I speak with a (General) American accent. Native non-American English speakers sometimes tell me that "you pronounce every single syllable in every word." I've also stumbled upon very similar comments on AmE on the internet too often for this to be an idiosyncracy of mine.

This got me thinking: could this feature of American English have arisen out of the sheer vast multiculturalism in the US that the country has enjoyed pretty much from the start of its existence (since everyone who is American and whose mother tongue is not English "would want" to hear every syllable of what's being said).

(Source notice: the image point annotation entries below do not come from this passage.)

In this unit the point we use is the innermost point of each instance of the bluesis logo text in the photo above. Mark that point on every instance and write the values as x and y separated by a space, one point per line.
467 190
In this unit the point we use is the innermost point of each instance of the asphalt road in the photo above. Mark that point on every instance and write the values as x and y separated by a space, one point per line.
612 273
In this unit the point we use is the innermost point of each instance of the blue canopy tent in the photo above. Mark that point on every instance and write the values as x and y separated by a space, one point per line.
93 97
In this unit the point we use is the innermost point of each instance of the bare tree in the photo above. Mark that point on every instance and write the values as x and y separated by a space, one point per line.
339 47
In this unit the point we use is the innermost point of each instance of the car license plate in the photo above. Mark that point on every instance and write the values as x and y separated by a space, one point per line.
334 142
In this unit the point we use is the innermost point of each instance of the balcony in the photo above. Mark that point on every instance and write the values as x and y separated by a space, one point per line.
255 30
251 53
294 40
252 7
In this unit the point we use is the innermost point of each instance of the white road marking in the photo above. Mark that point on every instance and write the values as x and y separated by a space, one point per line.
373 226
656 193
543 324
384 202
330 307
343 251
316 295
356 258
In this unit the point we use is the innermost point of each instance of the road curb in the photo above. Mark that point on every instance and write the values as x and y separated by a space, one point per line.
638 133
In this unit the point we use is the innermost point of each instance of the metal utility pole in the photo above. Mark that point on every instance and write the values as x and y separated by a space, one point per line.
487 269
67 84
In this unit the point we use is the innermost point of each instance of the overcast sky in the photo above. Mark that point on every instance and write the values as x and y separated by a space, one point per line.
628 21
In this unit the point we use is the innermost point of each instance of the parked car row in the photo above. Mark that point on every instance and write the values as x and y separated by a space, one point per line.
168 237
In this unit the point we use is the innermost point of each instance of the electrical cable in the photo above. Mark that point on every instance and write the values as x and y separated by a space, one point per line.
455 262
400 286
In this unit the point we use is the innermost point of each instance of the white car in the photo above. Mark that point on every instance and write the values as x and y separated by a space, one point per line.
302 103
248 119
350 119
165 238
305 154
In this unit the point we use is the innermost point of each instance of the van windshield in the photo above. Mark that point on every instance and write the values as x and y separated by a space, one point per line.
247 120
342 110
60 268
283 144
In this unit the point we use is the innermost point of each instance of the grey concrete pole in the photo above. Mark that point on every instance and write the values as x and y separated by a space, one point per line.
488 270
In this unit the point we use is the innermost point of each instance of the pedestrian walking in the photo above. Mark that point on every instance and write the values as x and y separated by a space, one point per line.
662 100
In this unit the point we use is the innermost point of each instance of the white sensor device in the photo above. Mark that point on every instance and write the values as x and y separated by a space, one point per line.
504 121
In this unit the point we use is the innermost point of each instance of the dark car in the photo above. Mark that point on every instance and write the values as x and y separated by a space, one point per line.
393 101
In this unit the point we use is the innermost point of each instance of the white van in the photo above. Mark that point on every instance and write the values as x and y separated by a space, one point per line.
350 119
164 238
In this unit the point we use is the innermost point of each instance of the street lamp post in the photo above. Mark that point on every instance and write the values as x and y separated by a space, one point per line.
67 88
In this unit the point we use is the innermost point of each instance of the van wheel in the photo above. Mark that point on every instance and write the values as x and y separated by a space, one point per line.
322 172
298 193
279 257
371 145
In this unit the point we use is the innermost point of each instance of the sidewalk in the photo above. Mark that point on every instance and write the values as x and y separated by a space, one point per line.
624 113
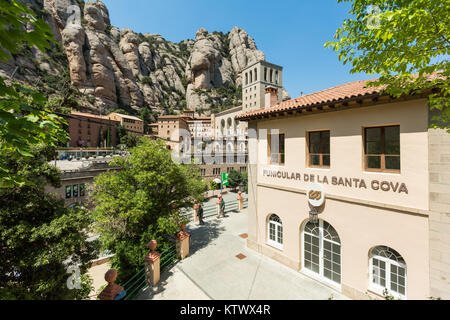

I don't even know what to google to get an answer. It seems like something a linguist can answer.

1 Answer 1


As a literal and general claim, I doubt the accuracy of that statement for any native speaker (words like family, camera, potato, supposed contain syllables that are frequently subject to elision in American English).

In terms of specific things it might be getting at/related to, there is an interesting answer by Evelyn on the ELL Stack exchange site replying to the question "'-...ory' : Pronunciation difference between American and British English?" that points out that Noah Webster advocated teaching spelling by dividing words into syllables for students. Here’s a link that discusses this somewhat. Evelyn suggests Webster’s influence may be the cause for some cases where American English speakers tend to use more syllables than speakers of other varieties, such as words ending in -ary and -ory.